Family Inada Co., Ltd.
- Native name: ファミリーイナダ株式会社
- Type: Private KK
- Industry: Medical equipment
- Founded: March 1962; 64 years ago
- Founder: Nichimu Inada
- Headquarters: Yodogawa-ku, Osaka, Japan
- Area served: Worldwide
- Key people: Nichimu Inada (President)
- Products: Massage chairs;
- Number of employees: 450
- Website: www.inada-massagechair.com

= Family Inada =

Family Inada Co., Ltd. (Inada) (ファミリーイナダ株式会社, Famirī Inada Kabushiki-gaisha) is a Japanese manufacturer of massage chairs. Based in Osaka, Japan, Inada was founded in 1962 by Nichimu Inada and invented the first automatic shiatsu massage chair. Mr. Meishoku Kim is Inada's director of development.
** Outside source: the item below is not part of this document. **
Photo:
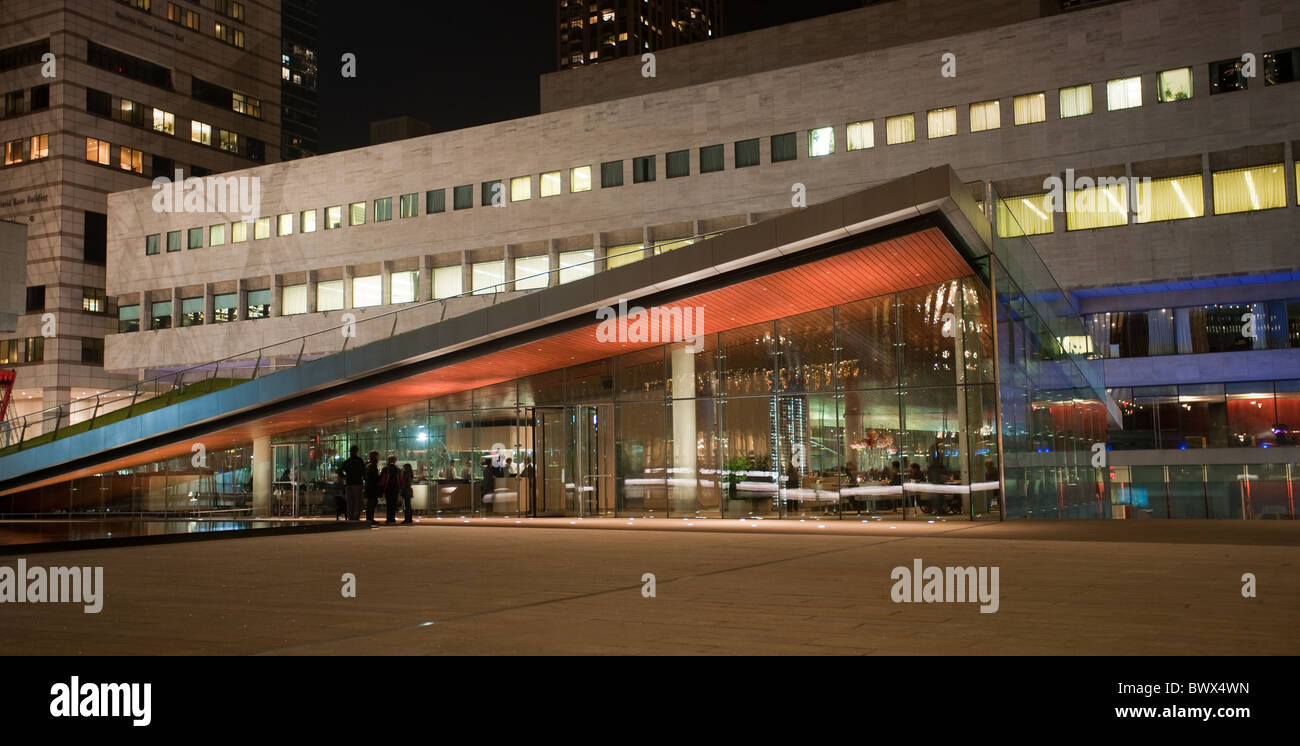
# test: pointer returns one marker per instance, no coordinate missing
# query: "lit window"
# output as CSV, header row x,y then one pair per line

Much of their technological development is done in their main headquarters in Osaka. The main factory is located in Nawa, a small town in the Tottori prefecture of Japan.

In 2001 Inada released the i.1 and the H.9 massage chairs. The H.9 was a Time magazine's Invention of the Year and became a bestseller in Japan. In 2003 the D.1 was released, and in 2008 Inada released the Sogno DreamWave, designed by Toshiyuki Kita.

The Sogno DreamWave (HCP-10001A) received 2009 Consumer Electronics Show (CES) Innovation Honors and was a 2009 American Society of Furniture Designers (ASFD) Pinnacle Award finalist. In 2010, Inada received two additional CES Innovations Honors for the Inada CUBE in the Home Appliance Category and the Doctor's Choice massage chair in the Health and Wellness Category.